Teach this topic by framing ethics as a negotiation between competing values rather than a set of rules. Avoid presenting corporations as monolithic villains or heroes; instead, use case studies to reveal how incentives drive behaviors that can be reshaped by policy and consumer pressure. Research shows students retain ethical reasoning better when they see how small changes in rules alter outcomes.

Successful learning shows when students can weigh evidence against ethical priorities and articulate policy solutions that balance economic, social, and environmental goals.
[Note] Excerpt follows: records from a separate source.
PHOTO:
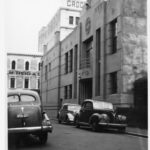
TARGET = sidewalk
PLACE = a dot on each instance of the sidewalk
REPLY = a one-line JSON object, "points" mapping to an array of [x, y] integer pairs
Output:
{"points": [[137, 132]]}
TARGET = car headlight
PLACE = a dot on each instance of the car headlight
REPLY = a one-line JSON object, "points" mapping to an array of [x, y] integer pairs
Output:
{"points": [[122, 118], [70, 116]]}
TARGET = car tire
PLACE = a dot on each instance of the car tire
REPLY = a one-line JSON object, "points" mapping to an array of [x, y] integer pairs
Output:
{"points": [[77, 122], [122, 130], [43, 138], [59, 121], [94, 126]]}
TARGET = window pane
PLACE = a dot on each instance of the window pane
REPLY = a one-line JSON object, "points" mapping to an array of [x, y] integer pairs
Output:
{"points": [[12, 83], [13, 65], [26, 84], [70, 19], [13, 98], [27, 98]]}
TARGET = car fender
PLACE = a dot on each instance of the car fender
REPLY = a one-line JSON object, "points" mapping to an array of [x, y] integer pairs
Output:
{"points": [[97, 117]]}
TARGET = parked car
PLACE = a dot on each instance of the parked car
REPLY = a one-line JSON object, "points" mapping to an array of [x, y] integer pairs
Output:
{"points": [[26, 116], [67, 112], [99, 115]]}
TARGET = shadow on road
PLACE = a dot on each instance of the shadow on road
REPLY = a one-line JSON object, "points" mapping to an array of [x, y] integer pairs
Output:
{"points": [[23, 141]]}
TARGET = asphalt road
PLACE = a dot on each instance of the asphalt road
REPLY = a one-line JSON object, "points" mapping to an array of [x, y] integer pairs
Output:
{"points": [[68, 137]]}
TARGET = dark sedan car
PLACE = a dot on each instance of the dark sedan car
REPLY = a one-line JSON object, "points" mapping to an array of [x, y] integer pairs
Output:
{"points": [[25, 115], [67, 112], [99, 115]]}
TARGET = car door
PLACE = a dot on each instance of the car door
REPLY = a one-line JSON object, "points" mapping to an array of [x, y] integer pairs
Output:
{"points": [[64, 111], [86, 112]]}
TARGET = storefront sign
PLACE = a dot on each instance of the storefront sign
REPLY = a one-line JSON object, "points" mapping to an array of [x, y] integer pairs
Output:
{"points": [[77, 4], [28, 73], [88, 25]]}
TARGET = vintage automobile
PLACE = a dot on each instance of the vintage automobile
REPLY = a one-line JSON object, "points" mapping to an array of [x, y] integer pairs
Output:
{"points": [[67, 112], [99, 115], [26, 116]]}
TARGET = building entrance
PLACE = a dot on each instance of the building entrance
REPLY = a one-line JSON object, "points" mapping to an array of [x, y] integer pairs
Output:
{"points": [[85, 89]]}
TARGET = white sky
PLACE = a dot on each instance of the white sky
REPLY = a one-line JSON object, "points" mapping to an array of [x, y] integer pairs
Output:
{"points": [[23, 20]]}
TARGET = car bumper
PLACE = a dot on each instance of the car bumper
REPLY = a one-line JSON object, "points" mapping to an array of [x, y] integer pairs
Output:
{"points": [[113, 125], [31, 129]]}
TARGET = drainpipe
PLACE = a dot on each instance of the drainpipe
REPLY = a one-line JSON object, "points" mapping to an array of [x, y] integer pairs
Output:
{"points": [[104, 51], [57, 38]]}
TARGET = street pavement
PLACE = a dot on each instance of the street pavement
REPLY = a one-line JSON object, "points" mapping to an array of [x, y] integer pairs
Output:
{"points": [[68, 137]]}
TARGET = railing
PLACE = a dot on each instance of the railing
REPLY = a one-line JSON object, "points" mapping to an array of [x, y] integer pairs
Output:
{"points": [[85, 63]]}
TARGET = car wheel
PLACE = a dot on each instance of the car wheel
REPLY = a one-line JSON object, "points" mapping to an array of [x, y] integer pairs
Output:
{"points": [[77, 123], [67, 120], [122, 130], [43, 138], [59, 121], [94, 126]]}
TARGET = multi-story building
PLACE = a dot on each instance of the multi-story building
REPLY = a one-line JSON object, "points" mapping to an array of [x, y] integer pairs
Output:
{"points": [[103, 58], [23, 70], [64, 21]]}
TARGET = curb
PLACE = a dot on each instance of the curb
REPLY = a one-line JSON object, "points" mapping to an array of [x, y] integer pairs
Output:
{"points": [[129, 133], [137, 134]]}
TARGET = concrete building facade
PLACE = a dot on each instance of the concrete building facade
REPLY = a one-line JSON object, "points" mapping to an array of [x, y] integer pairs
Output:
{"points": [[64, 21], [23, 70], [101, 58]]}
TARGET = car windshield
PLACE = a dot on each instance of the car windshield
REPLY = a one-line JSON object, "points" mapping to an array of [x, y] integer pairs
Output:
{"points": [[103, 106], [13, 98], [74, 108], [27, 98], [23, 98]]}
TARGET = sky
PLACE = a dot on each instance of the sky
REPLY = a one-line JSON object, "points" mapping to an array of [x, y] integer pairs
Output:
{"points": [[23, 21]]}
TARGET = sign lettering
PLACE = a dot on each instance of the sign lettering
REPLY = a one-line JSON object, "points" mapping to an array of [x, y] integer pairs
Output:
{"points": [[75, 3], [28, 73]]}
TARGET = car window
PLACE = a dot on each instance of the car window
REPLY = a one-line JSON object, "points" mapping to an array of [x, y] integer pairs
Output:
{"points": [[27, 98], [74, 108], [88, 106], [103, 106], [65, 107], [13, 98]]}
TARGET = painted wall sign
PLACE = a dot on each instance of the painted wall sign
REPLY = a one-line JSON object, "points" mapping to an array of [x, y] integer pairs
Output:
{"points": [[77, 4], [28, 73], [88, 25]]}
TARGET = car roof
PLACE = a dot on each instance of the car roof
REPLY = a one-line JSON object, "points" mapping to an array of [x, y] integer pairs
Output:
{"points": [[91, 100], [21, 91], [71, 104]]}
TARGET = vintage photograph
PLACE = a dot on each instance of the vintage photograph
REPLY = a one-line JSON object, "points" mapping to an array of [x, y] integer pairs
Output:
{"points": [[77, 75]]}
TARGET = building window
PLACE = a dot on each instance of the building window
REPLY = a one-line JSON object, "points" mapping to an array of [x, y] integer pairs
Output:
{"points": [[77, 20], [65, 92], [70, 60], [113, 83], [13, 65], [98, 64], [38, 83], [45, 48], [46, 72], [66, 63], [49, 66], [12, 82], [26, 83], [39, 66], [70, 19], [68, 92], [114, 33], [27, 65]]}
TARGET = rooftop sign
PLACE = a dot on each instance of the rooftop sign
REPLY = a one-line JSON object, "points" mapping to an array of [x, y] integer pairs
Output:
{"points": [[75, 4]]}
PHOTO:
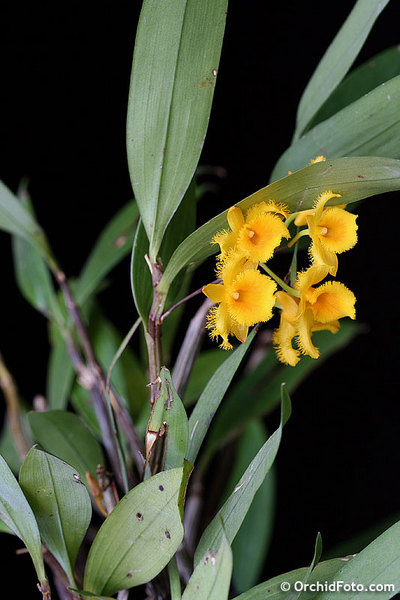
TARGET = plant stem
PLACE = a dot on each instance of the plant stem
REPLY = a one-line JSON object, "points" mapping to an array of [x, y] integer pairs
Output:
{"points": [[13, 410], [153, 335], [280, 281], [188, 351]]}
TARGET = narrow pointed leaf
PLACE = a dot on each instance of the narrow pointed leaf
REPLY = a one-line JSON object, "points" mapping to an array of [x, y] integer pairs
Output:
{"points": [[113, 244], [211, 578], [211, 398], [138, 538], [60, 503], [170, 98], [18, 516], [378, 563], [354, 178], [174, 415], [15, 219], [230, 517], [60, 373], [251, 543], [141, 284], [366, 77], [295, 594], [338, 59], [33, 278], [63, 434], [368, 127], [322, 572], [263, 385]]}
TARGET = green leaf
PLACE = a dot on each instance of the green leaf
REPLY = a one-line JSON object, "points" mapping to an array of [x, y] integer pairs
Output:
{"points": [[295, 594], [15, 219], [141, 284], [127, 374], [252, 540], [272, 587], [337, 60], [60, 504], [357, 542], [138, 538], [234, 414], [8, 448], [174, 415], [368, 127], [81, 401], [33, 278], [369, 75], [63, 434], [354, 178], [211, 398], [203, 370], [18, 516], [113, 244], [211, 578], [378, 563], [230, 517], [5, 529], [170, 99], [60, 373]]}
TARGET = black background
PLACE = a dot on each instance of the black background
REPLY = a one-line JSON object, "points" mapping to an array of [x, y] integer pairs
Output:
{"points": [[65, 88]]}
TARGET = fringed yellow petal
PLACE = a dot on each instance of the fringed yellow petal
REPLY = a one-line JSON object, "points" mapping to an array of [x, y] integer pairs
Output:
{"points": [[239, 331], [310, 277], [235, 218], [250, 297], [261, 235], [337, 230], [214, 292], [226, 240], [278, 208], [320, 202], [301, 218], [290, 306], [333, 326], [319, 158], [303, 337], [282, 341], [219, 323], [231, 265], [331, 301]]}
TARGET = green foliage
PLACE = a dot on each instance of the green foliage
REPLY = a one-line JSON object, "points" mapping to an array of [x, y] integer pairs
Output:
{"points": [[367, 127], [353, 178], [211, 397], [337, 60], [322, 572], [60, 504], [378, 563], [232, 513], [369, 75], [170, 96], [63, 434], [212, 575], [139, 537], [251, 543], [18, 516], [113, 244]]}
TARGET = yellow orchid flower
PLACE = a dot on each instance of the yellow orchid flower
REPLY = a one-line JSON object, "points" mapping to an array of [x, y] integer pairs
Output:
{"points": [[317, 309], [246, 297], [255, 235], [332, 231]]}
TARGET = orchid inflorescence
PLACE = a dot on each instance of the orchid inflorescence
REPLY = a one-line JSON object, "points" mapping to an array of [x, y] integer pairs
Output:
{"points": [[245, 296]]}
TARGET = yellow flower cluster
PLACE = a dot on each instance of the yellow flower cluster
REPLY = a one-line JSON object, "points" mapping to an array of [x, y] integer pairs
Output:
{"points": [[247, 297]]}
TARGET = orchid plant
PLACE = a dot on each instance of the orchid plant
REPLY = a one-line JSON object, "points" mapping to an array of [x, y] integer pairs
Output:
{"points": [[105, 496]]}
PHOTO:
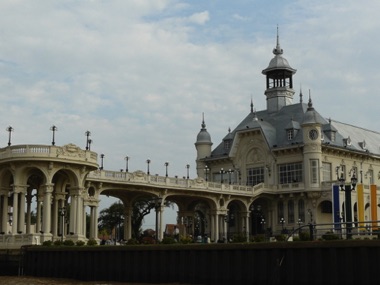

They should move from stating problems to proposing justified actions, using data and stakeholder perspectives to support their views.


Watch Out for These Misconceptions

  • During the Case Study Rotation activity, watch for students who assume all corporate impacts are negative.

    Use the shared case study template to guide students to identify both benefits and harms, then require them to calculate a net impact score before forming conclusions.

  • During the Role-Play: Stakeholder Negotiation activity, watch for students who treat ethics as a single fixed position.

    Have them revisit their opening statements after hearing other perspectives and require them to revise one claim based on evidence from the simulation.

  • During the Policy Pitch: Individual Proposals activity, watch for students who propose broad ethical ideals without addressing feasibility.

    Redirect them to the UK context and ask them to justify their policy with reference to specific legal mechanisms or economic data.